Straub Jeremy
Department of Computer Science, North Dakota State University.
MethodsX. 2021 Aug 2;8:101477. doi: 10.1016/j.mex.2021.101477. eCollection 2021.
A method is proposed for generating application domain agnostic data for training and evaluating machine learning systems. The proposed method randomly generates an expert system network based upon user specified parameters. This expert system serves as a generic model of an unspecified phenomena. The expert system is run to determine the ideal output from a set of random inputs. These inputs and ideal output are used for training and testing a machine learning system. This allows a machine learning technology to be developed and tested without requiring compatible test data to be collected or before data collection as a proof-of-concept validation of system operations. It also allows systems to be tested without data error noise or with known levels of noise and with other perturbations, to facilitate analysis. It may also facilitate testing system security, adversarial attacks and conducting other types of research into machine learning systems. •Provides an application domain agnostic way to test machine learning technologies and facilitates the generalization of results.•Allows technologies to be tested with data with different characteristics without having to locate datasets that have these characteristics.•Utilizes randomly generated network to represent non-specific phenomena which can be used for training and testing machine learning techniques.

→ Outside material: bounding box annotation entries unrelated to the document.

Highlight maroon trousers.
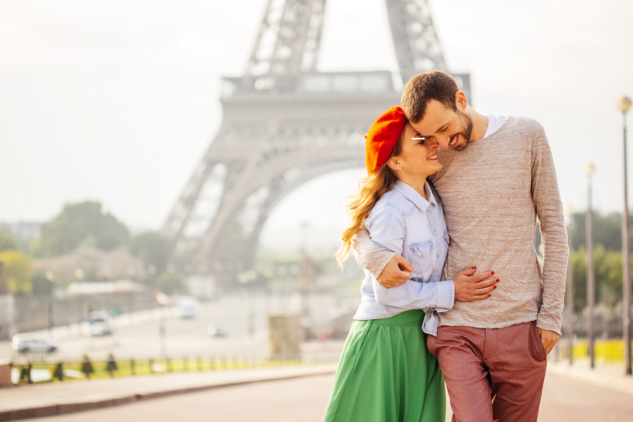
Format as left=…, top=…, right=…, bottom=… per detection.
left=427, top=321, right=547, bottom=422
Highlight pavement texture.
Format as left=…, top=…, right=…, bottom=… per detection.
left=17, top=373, right=633, bottom=422
left=0, top=365, right=336, bottom=421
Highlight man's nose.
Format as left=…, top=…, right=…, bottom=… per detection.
left=435, top=136, right=451, bottom=149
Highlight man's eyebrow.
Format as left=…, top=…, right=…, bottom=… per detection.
left=418, top=120, right=451, bottom=138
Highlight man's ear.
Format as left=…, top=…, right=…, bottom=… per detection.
left=387, top=157, right=402, bottom=170
left=455, top=91, right=468, bottom=111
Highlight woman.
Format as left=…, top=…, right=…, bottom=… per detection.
left=323, top=107, right=494, bottom=422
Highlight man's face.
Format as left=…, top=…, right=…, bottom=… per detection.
left=411, top=100, right=473, bottom=151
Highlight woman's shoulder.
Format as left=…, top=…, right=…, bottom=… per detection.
left=367, top=189, right=414, bottom=220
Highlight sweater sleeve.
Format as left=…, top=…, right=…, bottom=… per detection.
left=532, top=123, right=569, bottom=334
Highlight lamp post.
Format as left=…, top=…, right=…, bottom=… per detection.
left=585, top=164, right=596, bottom=369
left=617, top=97, right=631, bottom=375
left=46, top=271, right=55, bottom=338
left=565, top=205, right=576, bottom=365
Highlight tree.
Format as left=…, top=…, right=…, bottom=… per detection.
left=39, top=201, right=129, bottom=257
left=567, top=211, right=633, bottom=251
left=0, top=251, right=31, bottom=293
left=129, top=232, right=171, bottom=274
left=0, top=231, right=19, bottom=252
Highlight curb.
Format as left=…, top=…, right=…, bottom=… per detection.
left=0, top=368, right=336, bottom=421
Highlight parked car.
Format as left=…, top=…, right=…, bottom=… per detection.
left=88, top=311, right=112, bottom=337
left=207, top=326, right=226, bottom=337
left=178, top=297, right=198, bottom=319
left=11, top=336, right=59, bottom=353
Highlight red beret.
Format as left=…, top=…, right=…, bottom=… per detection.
left=365, top=106, right=407, bottom=174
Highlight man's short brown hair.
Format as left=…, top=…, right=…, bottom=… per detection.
left=402, top=70, right=459, bottom=123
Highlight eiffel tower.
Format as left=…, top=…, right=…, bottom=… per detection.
left=163, top=0, right=470, bottom=278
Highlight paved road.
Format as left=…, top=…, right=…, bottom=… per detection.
left=23, top=374, right=633, bottom=422
left=0, top=295, right=350, bottom=361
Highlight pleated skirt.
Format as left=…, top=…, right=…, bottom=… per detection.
left=323, top=310, right=446, bottom=422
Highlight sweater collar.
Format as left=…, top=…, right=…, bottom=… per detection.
left=394, top=180, right=437, bottom=212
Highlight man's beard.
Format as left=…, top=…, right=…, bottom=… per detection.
left=455, top=109, right=473, bottom=151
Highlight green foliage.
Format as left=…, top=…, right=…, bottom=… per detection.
left=156, top=271, right=185, bottom=294
left=0, top=231, right=19, bottom=252
left=567, top=211, right=633, bottom=251
left=38, top=201, right=129, bottom=257
left=31, top=273, right=54, bottom=295
left=0, top=251, right=31, bottom=293
left=129, top=232, right=171, bottom=274
left=571, top=244, right=633, bottom=311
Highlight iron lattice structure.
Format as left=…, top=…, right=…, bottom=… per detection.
left=163, top=0, right=470, bottom=275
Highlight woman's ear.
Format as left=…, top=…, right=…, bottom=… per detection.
left=387, top=157, right=402, bottom=170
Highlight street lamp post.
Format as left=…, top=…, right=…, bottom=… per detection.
left=585, top=164, right=596, bottom=368
left=565, top=205, right=576, bottom=365
left=618, top=97, right=631, bottom=375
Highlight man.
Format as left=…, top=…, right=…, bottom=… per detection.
left=354, top=71, right=568, bottom=422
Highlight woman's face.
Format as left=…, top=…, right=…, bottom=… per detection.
left=389, top=123, right=442, bottom=177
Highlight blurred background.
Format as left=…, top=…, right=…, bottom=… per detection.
left=0, top=0, right=633, bottom=418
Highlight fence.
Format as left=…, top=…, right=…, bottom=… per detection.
left=11, top=356, right=336, bottom=384
left=5, top=292, right=158, bottom=337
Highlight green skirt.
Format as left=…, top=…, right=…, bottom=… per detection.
left=323, top=310, right=446, bottom=422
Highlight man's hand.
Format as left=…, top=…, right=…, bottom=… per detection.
left=538, top=328, right=560, bottom=355
left=376, top=254, right=415, bottom=288
left=453, top=267, right=499, bottom=302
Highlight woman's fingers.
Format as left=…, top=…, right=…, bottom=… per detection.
left=459, top=267, right=477, bottom=276
left=475, top=278, right=499, bottom=289
left=473, top=271, right=495, bottom=283
left=473, top=286, right=497, bottom=296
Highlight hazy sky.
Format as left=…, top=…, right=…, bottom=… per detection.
left=0, top=0, right=633, bottom=251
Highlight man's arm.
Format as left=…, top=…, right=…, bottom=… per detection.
left=532, top=123, right=569, bottom=344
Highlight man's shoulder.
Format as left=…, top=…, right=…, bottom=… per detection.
left=507, top=116, right=545, bottom=135
left=372, top=189, right=414, bottom=215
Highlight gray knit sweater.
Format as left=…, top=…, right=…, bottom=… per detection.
left=354, top=117, right=569, bottom=334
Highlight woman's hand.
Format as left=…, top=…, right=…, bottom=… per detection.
left=453, top=267, right=499, bottom=302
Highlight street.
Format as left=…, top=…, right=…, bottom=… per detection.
left=22, top=373, right=633, bottom=422
left=0, top=295, right=358, bottom=361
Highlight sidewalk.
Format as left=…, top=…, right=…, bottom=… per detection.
left=0, top=365, right=336, bottom=421
left=547, top=358, right=633, bottom=395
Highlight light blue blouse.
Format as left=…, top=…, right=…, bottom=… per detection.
left=354, top=182, right=455, bottom=335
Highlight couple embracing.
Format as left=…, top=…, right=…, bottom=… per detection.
left=323, top=71, right=568, bottom=422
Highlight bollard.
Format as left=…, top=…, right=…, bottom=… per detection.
left=53, top=362, right=64, bottom=381
left=81, top=355, right=94, bottom=379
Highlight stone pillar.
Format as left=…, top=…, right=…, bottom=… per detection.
left=0, top=359, right=13, bottom=388
left=268, top=312, right=304, bottom=360
left=0, top=292, right=15, bottom=339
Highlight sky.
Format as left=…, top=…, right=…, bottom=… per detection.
left=0, top=0, right=633, bottom=249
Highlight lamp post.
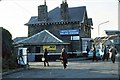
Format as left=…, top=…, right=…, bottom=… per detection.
left=98, top=21, right=109, bottom=37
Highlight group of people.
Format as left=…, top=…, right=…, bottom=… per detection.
left=43, top=48, right=68, bottom=69
left=103, top=46, right=117, bottom=63
left=43, top=45, right=117, bottom=69
left=86, top=45, right=117, bottom=63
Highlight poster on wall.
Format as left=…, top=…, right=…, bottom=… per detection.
left=43, top=45, right=56, bottom=50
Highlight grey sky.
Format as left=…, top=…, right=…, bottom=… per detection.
left=0, top=0, right=118, bottom=38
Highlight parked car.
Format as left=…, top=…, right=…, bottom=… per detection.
left=88, top=49, right=104, bottom=59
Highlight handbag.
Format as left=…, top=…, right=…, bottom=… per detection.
left=42, top=57, right=45, bottom=61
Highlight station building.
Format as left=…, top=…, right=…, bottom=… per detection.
left=14, top=0, right=93, bottom=60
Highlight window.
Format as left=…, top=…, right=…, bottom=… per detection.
left=71, top=36, right=80, bottom=40
left=35, top=47, right=40, bottom=53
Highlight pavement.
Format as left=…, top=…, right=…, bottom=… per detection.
left=3, top=58, right=119, bottom=80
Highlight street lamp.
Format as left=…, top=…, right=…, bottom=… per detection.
left=98, top=21, right=109, bottom=37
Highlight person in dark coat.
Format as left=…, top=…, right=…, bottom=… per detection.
left=43, top=48, right=49, bottom=66
left=86, top=46, right=90, bottom=56
left=102, top=46, right=107, bottom=61
left=110, top=47, right=117, bottom=63
left=92, top=45, right=98, bottom=62
left=60, top=48, right=67, bottom=69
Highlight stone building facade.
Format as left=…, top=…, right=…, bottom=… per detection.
left=25, top=0, right=93, bottom=51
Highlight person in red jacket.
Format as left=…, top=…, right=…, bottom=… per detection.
left=60, top=48, right=67, bottom=69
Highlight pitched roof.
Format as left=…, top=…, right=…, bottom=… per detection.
left=13, top=37, right=27, bottom=43
left=14, top=30, right=68, bottom=45
left=27, top=6, right=86, bottom=24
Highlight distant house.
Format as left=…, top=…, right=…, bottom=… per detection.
left=15, top=0, right=93, bottom=52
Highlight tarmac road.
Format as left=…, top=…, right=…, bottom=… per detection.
left=3, top=60, right=119, bottom=79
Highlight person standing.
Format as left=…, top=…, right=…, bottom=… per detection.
left=102, top=46, right=106, bottom=61
left=86, top=46, right=90, bottom=56
left=106, top=46, right=109, bottom=61
left=60, top=48, right=67, bottom=69
left=110, top=47, right=117, bottom=63
left=43, top=48, right=49, bottom=66
left=92, top=45, right=98, bottom=62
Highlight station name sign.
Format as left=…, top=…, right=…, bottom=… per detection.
left=60, top=29, right=80, bottom=36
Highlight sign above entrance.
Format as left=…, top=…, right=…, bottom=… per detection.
left=43, top=45, right=56, bottom=50
left=60, top=29, right=80, bottom=36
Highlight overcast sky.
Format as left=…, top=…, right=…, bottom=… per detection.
left=0, top=0, right=118, bottom=38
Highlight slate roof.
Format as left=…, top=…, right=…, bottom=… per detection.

提出了一种用于生成与应用领域无关的数据以训练和评估机器学习系统的方法。所提出的方法基于用户指定的参数随机生成一个专家系统网络。该专家系统作为未指定现象的通用模型。运行该专家系统以确定一组随机输入的理想输出。这些输入和理想输出用于训练和测试机器学习系统。这使得机器学习技术能够在无需收集兼容测试数据的情况下进行开发和测试,或者在数据收集之前作为系统操作的概念验证验证进行测试。它还允许在没有数据错误噪声或具有已知噪声水平以及其他干扰的情况下对系统进行测试,以方便分析。它还可能有助于测试系统安全性、对抗性攻击以及对机器学习系统进行其他类型的研究。•提供一种与应用领域无关的方式来测试机器学习技术,并促进结果的泛化。•允许使用具有不同特征的数据对技术进行测试,而无需查找具有这些特征的数据集。•利用随机生成的网络来表示可用于训练和测试机器学习技术的非特定现象。